Uma boa rotina para verificação de contratos seria:
conferir o endereço oficial do contrato;
verificar a distribuição dos tokens;
analisar a liquidez;
verificar funções administrativas;
procurar auditorias e documentação;
observar o histórico das principais carteiras;
consultar ferramentas automáticas de risco;
só então considerar a operação.
Essa sequência leva mais tempo do que clicar em “comprar”. Em um mercado de alto risco, alguns minutos de investigação podem ser mais valiosos do que algumas horas acompanhando um gráfico.
Entenda como comprar cripto de forma segura!
Conclusão
Um rug pull costuma explorar uma combinação perigosa: expectativa de lucro rápido, pouca informação e excesso de confiança.
O investidor vê o preço subindo e imagina que encontrou uma oportunidade antes do restante do mercado. Em alguns casos, porém, a alta serve justamente para atrair a liquidez que os responsáveis pretendem retirar.
Por isso, segurança em criptomoedas começa antes da compra.
Verifique a liquidez. Observe a concentração de tokens. Pesquise a equipe. Leia a documentação. Analise o contrato. Procure auditorias. Confira os endereços. Use ferramentas de detecção de risco. E, sobretudo, desconfie de promessas que transformam risco elevado em certeza de lucro.
O melhor antídoto contra a “puxada de tapete” continua sendo uma combinação de conhecimento, investigação, curiosidade e disciplina. Em cripto, ter pressa para entrar pode parecer uma vantagem. Muitas vezes, ter alguns minutos para verificar antes de assinar uma transação vale muito mais.
FAQ
Todo rug pull envolve a retirada da liquidez?

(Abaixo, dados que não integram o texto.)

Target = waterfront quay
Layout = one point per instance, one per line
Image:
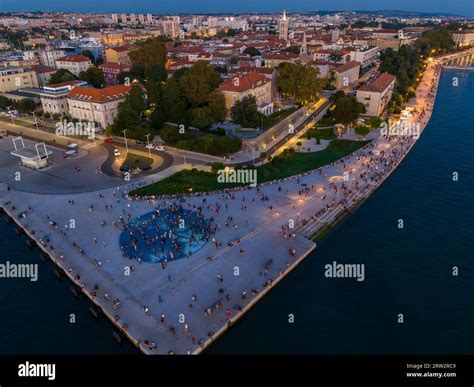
(259, 235)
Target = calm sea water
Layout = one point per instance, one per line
(407, 270)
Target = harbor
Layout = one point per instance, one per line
(244, 246)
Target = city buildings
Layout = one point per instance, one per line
(346, 74)
(283, 27)
(14, 78)
(97, 105)
(365, 55)
(119, 54)
(54, 97)
(377, 94)
(44, 56)
(111, 71)
(463, 38)
(242, 85)
(171, 28)
(75, 64)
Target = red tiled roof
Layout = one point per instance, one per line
(347, 66)
(108, 65)
(380, 84)
(43, 69)
(387, 31)
(252, 69)
(282, 55)
(74, 58)
(62, 84)
(124, 48)
(246, 82)
(106, 94)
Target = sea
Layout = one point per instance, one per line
(417, 292)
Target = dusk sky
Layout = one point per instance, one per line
(460, 7)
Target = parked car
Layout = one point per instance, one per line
(145, 168)
(126, 168)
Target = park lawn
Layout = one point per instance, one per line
(180, 182)
(284, 165)
(276, 117)
(137, 161)
(292, 163)
(322, 134)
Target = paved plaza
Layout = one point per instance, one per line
(177, 305)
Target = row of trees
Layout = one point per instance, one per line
(93, 76)
(408, 62)
(189, 97)
(25, 105)
(300, 82)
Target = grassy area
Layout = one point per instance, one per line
(276, 117)
(327, 120)
(137, 161)
(287, 164)
(321, 134)
(181, 181)
(291, 163)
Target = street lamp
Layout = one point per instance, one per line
(125, 137)
(36, 121)
(148, 143)
(11, 115)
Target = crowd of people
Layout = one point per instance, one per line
(204, 220)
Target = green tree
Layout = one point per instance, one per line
(178, 74)
(362, 130)
(26, 105)
(171, 135)
(93, 76)
(172, 104)
(293, 49)
(198, 83)
(151, 52)
(201, 117)
(300, 82)
(88, 54)
(252, 51)
(4, 102)
(62, 75)
(156, 73)
(129, 116)
(347, 110)
(217, 107)
(245, 113)
(335, 57)
(215, 167)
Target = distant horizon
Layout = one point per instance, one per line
(453, 8)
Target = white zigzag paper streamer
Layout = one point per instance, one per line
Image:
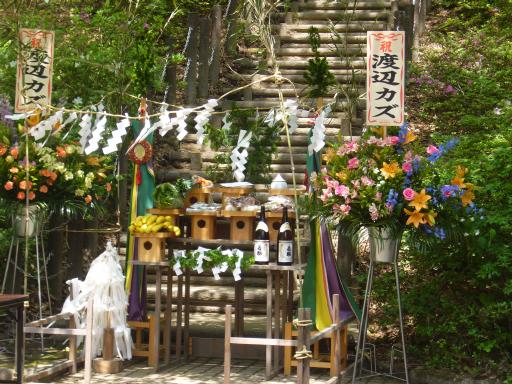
(117, 136)
(99, 127)
(85, 129)
(181, 122)
(239, 159)
(318, 136)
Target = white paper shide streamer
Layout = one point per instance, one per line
(104, 284)
(318, 136)
(117, 136)
(239, 158)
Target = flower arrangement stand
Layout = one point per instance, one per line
(241, 224)
(363, 327)
(203, 224)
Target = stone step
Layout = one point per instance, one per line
(324, 15)
(344, 4)
(342, 27)
(290, 36)
(352, 52)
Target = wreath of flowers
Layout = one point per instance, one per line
(136, 155)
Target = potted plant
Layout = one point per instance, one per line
(389, 183)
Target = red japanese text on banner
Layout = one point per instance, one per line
(34, 74)
(385, 78)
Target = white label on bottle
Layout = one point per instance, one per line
(285, 254)
(261, 251)
(285, 227)
(263, 226)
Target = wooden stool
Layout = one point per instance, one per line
(241, 224)
(145, 350)
(203, 225)
(318, 360)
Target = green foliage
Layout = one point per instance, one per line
(463, 85)
(263, 146)
(167, 195)
(318, 76)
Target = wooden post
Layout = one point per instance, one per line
(204, 50)
(88, 343)
(227, 345)
(191, 53)
(216, 40)
(170, 74)
(230, 44)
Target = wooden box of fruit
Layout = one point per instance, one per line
(151, 233)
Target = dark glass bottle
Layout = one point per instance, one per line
(261, 240)
(285, 241)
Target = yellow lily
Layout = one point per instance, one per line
(420, 200)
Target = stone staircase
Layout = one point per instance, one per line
(342, 27)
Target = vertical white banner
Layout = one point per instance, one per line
(385, 97)
(34, 75)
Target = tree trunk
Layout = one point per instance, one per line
(191, 53)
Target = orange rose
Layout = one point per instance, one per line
(14, 152)
(23, 184)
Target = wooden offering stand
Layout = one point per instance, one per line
(228, 193)
(203, 224)
(197, 195)
(241, 224)
(151, 246)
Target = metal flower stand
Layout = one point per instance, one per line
(383, 248)
(22, 232)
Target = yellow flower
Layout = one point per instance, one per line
(410, 137)
(420, 200)
(467, 197)
(430, 218)
(329, 155)
(415, 217)
(390, 170)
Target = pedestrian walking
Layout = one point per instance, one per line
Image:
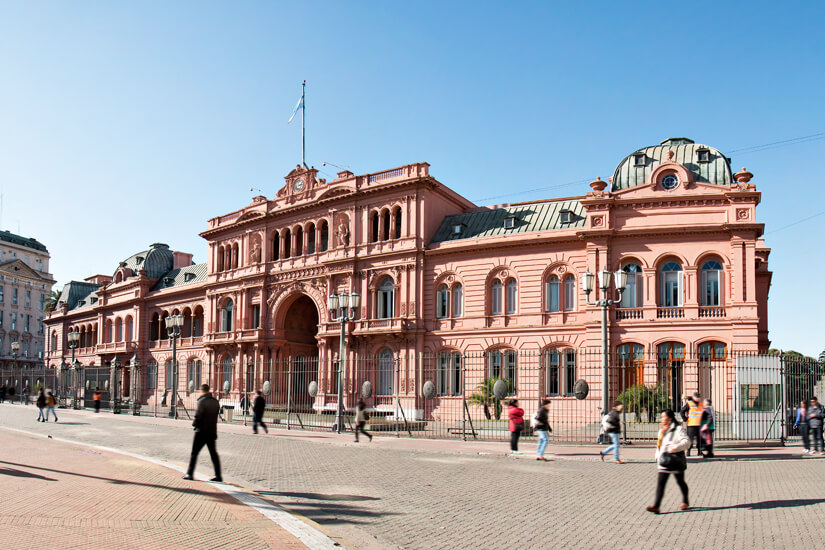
(516, 416)
(694, 421)
(41, 404)
(613, 430)
(258, 407)
(671, 459)
(801, 424)
(361, 418)
(50, 403)
(815, 416)
(541, 425)
(206, 433)
(708, 427)
(96, 398)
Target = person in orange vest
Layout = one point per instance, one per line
(694, 421)
(97, 396)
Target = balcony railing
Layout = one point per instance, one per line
(711, 311)
(670, 312)
(629, 313)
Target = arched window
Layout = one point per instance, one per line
(448, 379)
(287, 243)
(226, 374)
(552, 302)
(386, 364)
(324, 236)
(569, 293)
(560, 367)
(311, 239)
(385, 225)
(458, 299)
(276, 246)
(512, 296)
(385, 299)
(397, 219)
(632, 295)
(495, 298)
(671, 280)
(710, 293)
(226, 316)
(442, 300)
(630, 362)
(299, 241)
(375, 224)
(193, 375)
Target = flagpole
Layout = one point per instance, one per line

Não. A retirada de liquidez é um dos tipos mais conhecidos, mas o golpe também pode ocorrer por meio de restrições de venda ou pela venda massiva de tokens pelos desenvolvedores. Por isso, analisar apenas a liquidez não é suficiente.
Um token pode ser considerado seguro porque passou por uma auditoria?
Não necessariamente. Uma auditoria pode identificar vulnerabilidades no contrato inteligente, mas não garante que os desenvolvedores sejam confiáveis ou que o projeto não será abandonado. Também é importante verificar qual contrato foi auditado e se a versão analisada corresponde à que está em uso.
O que fazer se eu suspeitar que um token é um rug pull?
Evite novas compras e não assine transações desconhecidas para tentar recuperar o dinheiro. Verifique o contrato e as movimentações on-chain, interrompa a conexão da carteira com aplicações suspeitas e, caso ainda tenha ativos em segurança, avalie transferi-los para uma carteira confiável. Em situações de fraude, guarde os endereços, hashes das transações e demais registros para eventual denúncia.